That's what Amazon (AMZN) is trying to do with a new feature for its Alexa virtual assistant that it introduced on Thursday, alongside a bevy of products and features during an invitation-only online hardware event. Slated for release next year, it will allow an Alexa user to say "Alexa, join the conversation," and the assistant will be able to weigh in throughout a multi-person discussion. It's very different from how we typically interact with Alexa via individual voice applications, which Amazon calls "skills," on smart speakers and other devices that use the virtual helper.
Amazon demonstrated how it will look in a video shared Thursday during its event, as two women coordinated a pizza order with Alexa, which was embodied in an Amazon Echo Show gadget on a kitchen island. Both women interacted with the assistant, at times talking over it, and at others addressing it directly, such as by saying, "That one!" when Alexa got to the preferred pizza topping combination, and when asking for a movie recommendation after deciding on a pizza. Though they asked questions that could have been addressed to each other — such as, "Do you think a medium is going to be enough?" and "Is it a good movie?" — Alexa appeared to properly sort out which questions were meant for the humans versus those intended for the AI system.

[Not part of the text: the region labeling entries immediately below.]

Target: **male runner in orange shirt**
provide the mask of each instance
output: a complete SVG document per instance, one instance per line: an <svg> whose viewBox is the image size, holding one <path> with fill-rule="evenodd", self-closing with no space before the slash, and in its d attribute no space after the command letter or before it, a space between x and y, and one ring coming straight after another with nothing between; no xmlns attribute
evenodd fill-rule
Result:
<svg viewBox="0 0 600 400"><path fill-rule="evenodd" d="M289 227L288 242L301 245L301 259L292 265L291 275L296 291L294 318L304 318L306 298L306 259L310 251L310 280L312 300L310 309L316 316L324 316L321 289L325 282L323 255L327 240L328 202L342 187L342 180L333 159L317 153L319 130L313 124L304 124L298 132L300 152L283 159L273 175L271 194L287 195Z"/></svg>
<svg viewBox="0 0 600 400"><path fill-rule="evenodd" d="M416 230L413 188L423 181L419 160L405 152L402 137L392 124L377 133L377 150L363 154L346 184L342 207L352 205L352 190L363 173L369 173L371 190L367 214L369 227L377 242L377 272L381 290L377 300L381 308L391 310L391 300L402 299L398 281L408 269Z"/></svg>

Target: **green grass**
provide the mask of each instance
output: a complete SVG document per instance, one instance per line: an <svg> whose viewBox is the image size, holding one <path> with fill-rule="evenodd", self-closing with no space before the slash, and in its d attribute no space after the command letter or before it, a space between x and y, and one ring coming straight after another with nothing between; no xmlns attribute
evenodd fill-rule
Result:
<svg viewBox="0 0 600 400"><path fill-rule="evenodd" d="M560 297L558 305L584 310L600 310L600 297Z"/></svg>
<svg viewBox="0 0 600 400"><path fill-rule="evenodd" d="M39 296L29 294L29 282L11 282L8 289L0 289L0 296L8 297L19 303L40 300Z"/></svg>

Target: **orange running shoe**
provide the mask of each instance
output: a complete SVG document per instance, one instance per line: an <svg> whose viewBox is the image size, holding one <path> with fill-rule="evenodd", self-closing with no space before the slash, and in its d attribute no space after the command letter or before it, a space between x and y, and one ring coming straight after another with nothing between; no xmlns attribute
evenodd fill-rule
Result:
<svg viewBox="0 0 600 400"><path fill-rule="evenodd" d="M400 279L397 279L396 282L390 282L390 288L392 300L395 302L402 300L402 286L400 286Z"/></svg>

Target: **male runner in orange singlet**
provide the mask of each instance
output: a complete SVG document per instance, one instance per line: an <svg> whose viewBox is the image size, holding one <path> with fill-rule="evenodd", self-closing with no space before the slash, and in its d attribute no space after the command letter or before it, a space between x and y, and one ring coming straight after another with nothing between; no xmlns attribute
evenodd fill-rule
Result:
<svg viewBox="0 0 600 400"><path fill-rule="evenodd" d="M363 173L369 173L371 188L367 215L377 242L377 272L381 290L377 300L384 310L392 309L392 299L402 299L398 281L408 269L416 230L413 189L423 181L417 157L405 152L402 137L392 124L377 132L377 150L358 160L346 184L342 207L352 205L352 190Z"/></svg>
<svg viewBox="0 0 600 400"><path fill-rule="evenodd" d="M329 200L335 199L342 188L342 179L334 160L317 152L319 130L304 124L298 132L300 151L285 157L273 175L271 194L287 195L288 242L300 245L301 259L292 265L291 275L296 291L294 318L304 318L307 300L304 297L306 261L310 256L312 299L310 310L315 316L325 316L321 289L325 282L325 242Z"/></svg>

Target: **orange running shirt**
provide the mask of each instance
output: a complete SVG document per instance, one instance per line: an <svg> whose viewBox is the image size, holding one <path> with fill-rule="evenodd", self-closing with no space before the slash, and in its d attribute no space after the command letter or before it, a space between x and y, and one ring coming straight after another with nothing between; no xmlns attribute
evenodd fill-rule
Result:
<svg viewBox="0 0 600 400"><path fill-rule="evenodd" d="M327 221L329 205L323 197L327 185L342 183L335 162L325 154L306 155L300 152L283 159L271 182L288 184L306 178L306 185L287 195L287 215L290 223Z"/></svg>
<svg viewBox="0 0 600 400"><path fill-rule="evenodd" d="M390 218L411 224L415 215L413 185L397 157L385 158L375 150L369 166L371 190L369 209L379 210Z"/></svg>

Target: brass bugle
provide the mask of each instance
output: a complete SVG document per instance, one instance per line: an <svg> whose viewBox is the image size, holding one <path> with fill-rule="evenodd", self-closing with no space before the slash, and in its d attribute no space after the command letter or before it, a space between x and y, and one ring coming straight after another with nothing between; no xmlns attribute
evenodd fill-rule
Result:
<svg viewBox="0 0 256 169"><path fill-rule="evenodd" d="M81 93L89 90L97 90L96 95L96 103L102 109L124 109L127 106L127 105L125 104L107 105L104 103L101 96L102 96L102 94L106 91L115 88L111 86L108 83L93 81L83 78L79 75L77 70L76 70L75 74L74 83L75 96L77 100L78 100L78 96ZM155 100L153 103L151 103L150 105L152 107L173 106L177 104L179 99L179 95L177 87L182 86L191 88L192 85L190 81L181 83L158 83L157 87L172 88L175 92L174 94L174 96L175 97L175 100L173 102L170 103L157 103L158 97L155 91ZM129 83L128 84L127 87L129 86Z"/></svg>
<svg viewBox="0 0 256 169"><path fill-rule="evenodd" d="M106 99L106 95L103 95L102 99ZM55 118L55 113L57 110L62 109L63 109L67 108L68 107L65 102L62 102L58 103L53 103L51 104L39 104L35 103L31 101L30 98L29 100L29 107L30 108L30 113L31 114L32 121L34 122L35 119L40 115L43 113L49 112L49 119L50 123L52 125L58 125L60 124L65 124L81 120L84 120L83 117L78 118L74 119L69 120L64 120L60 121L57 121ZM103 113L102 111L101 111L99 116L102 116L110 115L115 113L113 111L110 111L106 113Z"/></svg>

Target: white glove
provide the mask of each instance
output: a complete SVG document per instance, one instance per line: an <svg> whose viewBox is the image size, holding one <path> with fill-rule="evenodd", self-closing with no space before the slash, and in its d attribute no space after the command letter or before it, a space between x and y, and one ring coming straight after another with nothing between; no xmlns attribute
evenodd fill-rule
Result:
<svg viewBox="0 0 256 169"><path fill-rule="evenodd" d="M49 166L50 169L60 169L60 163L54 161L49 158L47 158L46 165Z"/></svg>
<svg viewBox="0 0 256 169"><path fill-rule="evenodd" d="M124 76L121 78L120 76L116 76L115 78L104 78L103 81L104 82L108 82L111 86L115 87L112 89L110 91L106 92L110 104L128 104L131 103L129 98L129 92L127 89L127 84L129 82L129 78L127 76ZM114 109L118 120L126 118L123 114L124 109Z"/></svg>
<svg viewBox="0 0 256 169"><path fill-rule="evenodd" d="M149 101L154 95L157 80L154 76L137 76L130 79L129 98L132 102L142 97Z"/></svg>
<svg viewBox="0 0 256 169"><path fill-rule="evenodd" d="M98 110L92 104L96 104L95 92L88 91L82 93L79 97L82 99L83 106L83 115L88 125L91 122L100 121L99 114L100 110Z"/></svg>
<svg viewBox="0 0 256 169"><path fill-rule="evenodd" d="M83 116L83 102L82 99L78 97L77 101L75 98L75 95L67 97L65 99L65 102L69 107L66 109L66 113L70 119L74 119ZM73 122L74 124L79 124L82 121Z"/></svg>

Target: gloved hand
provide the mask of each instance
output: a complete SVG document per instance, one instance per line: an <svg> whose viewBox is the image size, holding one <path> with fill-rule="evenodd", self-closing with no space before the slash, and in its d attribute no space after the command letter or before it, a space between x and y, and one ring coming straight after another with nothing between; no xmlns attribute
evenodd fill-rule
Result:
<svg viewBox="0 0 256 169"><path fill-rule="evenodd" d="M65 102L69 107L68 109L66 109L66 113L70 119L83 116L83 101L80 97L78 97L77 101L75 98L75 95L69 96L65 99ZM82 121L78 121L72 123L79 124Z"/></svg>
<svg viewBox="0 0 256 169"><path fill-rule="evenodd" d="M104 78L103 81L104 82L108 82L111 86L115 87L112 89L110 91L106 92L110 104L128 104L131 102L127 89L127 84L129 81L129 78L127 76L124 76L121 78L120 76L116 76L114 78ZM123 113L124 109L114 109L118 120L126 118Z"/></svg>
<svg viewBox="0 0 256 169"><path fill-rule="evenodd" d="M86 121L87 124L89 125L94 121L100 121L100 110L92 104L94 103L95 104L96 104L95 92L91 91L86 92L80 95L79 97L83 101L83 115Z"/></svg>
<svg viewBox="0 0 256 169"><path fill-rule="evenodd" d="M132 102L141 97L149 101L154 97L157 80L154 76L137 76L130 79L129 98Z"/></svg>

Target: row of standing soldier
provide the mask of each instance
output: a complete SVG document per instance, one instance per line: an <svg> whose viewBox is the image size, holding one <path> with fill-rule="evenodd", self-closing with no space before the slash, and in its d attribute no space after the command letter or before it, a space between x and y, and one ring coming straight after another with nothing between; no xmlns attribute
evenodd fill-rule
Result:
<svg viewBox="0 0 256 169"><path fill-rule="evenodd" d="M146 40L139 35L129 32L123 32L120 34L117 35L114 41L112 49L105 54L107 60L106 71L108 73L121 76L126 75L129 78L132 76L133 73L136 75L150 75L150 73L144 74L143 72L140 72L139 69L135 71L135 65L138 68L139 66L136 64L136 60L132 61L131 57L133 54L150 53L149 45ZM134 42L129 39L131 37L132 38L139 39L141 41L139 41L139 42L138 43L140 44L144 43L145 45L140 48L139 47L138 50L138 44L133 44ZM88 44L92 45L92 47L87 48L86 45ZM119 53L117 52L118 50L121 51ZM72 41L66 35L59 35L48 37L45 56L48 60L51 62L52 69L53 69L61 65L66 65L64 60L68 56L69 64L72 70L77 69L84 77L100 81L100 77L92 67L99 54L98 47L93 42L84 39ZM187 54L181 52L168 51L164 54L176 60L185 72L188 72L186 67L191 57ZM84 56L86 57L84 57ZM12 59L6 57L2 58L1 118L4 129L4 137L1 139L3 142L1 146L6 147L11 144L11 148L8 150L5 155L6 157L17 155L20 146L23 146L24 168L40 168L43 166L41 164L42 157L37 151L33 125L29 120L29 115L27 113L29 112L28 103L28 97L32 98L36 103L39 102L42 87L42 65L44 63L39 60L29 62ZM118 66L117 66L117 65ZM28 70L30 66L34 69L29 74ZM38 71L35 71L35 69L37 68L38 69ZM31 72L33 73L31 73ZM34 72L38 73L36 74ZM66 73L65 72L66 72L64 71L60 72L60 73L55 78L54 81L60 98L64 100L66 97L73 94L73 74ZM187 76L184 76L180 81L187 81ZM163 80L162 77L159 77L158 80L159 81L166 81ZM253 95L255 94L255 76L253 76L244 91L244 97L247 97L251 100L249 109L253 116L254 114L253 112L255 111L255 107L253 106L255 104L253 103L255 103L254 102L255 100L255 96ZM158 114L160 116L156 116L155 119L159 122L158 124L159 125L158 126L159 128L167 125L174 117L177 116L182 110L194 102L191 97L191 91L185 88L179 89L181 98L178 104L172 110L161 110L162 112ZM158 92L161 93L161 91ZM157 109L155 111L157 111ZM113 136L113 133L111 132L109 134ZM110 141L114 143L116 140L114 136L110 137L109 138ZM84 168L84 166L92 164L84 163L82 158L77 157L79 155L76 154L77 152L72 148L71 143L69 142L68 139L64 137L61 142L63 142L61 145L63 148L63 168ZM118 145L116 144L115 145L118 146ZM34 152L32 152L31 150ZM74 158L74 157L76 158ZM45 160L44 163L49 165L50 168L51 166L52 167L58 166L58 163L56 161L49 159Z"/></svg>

This kind of human-like interaction between Alexa and actual humans isn't easy to perfect, and Amazon has been working on it for a while. In July, Amazon showed off an early version of Alexa Conversations, which is meant to help Alexa skills developers create more human-like dialogue. This came more than a year after Amazon introduced the idea of combining several requests — movie tickets, a restaurant reservation, and a ride — into a single conversation between Alexa and one human (this particular capability launched in January).
The sort of turn-taking Amazon demonstrated Thursday, which can be used for conversations between multiple people, marks the next step toward Alexa becoming a capable conversation partner.
Rohit Prasad, vice president and head scientist for Alexa AI, told CNN Business that enabling Alexa to participate in natural-sounding turn-taking requires a number of steps and signals. First, Alexa has to detect speech; then, it has to figure out what it is that a person is saying and whether that utterance was actually directed at Alexa — something that's more difficult than a typical Alexa interaction, because in this case you are only addressing Alexa directly when you invite it into the conversation. Alexa also must keep track of the history of a conversation in order to know what to suggest.
If Alexa is running on a device with a camera, like one of Amazon's Echo Show gadgets, and Alexa has permission to access that camera, it will harness that as an additional cue: The camera can be used to estimate the pose of a person near it, in order to determine whether that person is speaking to Alexa or someone else in the room, Prasad said.
In the future, Prasad said, Alexa will be able to interrupt you, too. This might be helpful if, say, a conversation about which pizza to get or movie to watch turns into an argument.
"But it has to be really right in interrupting, otherwise you'll get annoyed at her," he said.